Unsere Nationen gehören schon seit langem gemeinsam dem Europarat an. Seine Prinzipien, Menschenrechte, Demokratie und Rechtstaatlichkeit, wie sie in der Europäischen Menschenrechtskonvention niedergelegt sind, binden uns seit langem. Dazu gehört der Schutz der Minderheiten sowie religiöser und kultureller Pluralismus. Die Muslime in Deutschland können ihren Glauben in würdigem Rahmen praktizieren. Die zunehmende Zahl auch neuer Moscheen ist dafür ein deutliches Symbol.

Gleichzeitig erwarten wir, dass Christen in islamischen Ländern das gleiche Recht haben, ihren Glauben öffentlich zu leben, ihren eigenen theologischen Nachwuchs auszubilden und Kirchen zu bauen. In allen Ländern, vor allem in unseren beiden Ländern, sollten die Menschen die gleichen Rechte und Chancen genießen, unabhängig von ihrer Religion.

Hier in der Türkei hat das Christentum eine lange Tradition. Das Christentum gehört zweifelsfrei zur Türkei. Ich freue mich, an diesem Donnerstag in Tarsus einen ökumenischen Gottesdienst mitfeiern zu dürfen. Ich höre mit großer Begeisterung, dass in der Türkei immer mehr Stimmen zu hören sind, die mehr Kirchen für Gottesdienste öffnen wollen. Zu dieser Entwicklung möchte ich nachhaltig ermutigen: Die Religionsfreiheit ist Teil unseres Verständnisses von Europa als Wertegemeinschaft. Wir müssen religiösen Minderheiten die freie Ausübung ihres Glaubens ermöglichen. Das ist nicht unumstritten, aber es ist für die Zukunft der Welt absolut notwendig. Das friedliche Miteinander der verschiedenen Religionen ist eine der großen Zukunftsaufgaben dieser Welt im 21. Jahrhundert. Diese Aufgabe, die so groß erscheint, ist bei gutem Willen und Respekt vor der Würde eines jeden Menschen sehr viel leichter lösbar als viele andere Fragen, denen wir uns zu widmen haben bei der Schaffung einer neuen Weltfinanzordnung oder der Bekämpfung des Klimawandels.

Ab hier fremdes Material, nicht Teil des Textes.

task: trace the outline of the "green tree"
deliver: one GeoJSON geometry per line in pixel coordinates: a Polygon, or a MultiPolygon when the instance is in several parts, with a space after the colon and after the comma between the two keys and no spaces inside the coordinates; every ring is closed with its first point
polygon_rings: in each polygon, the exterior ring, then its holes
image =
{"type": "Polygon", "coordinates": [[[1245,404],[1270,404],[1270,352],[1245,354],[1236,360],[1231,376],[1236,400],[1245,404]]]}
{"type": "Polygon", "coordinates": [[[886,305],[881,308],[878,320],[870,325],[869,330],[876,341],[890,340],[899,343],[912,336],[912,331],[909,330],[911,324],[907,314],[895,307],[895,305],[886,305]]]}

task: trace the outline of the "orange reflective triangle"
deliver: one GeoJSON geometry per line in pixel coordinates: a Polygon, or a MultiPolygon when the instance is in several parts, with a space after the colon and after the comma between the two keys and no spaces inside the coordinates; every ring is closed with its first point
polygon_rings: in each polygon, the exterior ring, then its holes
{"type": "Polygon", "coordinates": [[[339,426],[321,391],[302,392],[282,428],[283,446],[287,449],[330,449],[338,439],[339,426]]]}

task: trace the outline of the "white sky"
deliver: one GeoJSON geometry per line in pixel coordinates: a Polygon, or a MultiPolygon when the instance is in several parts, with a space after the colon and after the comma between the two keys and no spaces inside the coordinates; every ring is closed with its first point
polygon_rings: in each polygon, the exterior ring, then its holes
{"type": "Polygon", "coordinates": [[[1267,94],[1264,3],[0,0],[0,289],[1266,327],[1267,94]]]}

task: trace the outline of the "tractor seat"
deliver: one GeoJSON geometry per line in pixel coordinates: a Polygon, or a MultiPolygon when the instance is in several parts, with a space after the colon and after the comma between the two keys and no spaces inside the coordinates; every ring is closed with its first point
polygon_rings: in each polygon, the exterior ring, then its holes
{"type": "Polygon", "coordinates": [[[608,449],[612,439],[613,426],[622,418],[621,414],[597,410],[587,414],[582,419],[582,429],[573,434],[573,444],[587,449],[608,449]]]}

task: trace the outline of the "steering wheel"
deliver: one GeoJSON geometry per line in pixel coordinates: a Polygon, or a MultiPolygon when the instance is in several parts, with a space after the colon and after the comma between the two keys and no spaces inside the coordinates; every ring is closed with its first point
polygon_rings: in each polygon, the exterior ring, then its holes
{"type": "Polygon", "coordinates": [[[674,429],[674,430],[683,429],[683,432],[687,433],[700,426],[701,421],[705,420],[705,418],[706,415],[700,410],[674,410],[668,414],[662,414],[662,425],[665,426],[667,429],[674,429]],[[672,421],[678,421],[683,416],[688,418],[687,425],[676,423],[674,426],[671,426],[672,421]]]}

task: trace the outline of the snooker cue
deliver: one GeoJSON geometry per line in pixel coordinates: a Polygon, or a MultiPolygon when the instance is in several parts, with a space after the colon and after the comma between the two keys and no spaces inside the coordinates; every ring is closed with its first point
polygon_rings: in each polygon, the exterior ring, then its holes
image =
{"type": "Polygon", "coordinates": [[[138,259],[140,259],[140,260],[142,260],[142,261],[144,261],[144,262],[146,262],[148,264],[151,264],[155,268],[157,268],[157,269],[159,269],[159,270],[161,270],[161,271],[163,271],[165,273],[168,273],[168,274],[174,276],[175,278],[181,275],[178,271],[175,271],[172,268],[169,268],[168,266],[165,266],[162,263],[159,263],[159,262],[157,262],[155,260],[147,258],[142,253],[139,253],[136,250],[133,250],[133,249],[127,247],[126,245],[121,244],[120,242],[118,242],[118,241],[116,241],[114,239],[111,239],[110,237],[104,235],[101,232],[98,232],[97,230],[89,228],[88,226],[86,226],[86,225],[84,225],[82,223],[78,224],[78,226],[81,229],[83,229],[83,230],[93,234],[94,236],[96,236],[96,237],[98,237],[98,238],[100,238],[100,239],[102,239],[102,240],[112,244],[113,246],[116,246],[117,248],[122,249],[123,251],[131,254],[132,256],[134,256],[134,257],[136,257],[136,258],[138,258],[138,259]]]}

Die deutsche und die türkische Bevölkerung wollen das Miteinander und sich gegenseitig in hohem Maße wertschätzen. Es ist mein persönliches Anliegen, der deutsch-türkischen Partnerschaft und Freundschaft mehr und mehr Gewicht zu verleihen. Treten wir gemeinsam ein für eine wirtschaftlich starke, innovative, menschliche und dem Frieden verpflichtete Welt im 21. Jahrhundert. Ganz im Sinne des großen Mustafa Kemal Atatürk: "Frieden im Lande und Frieden in der Welt." - "Yurtta baris, dünyada baris."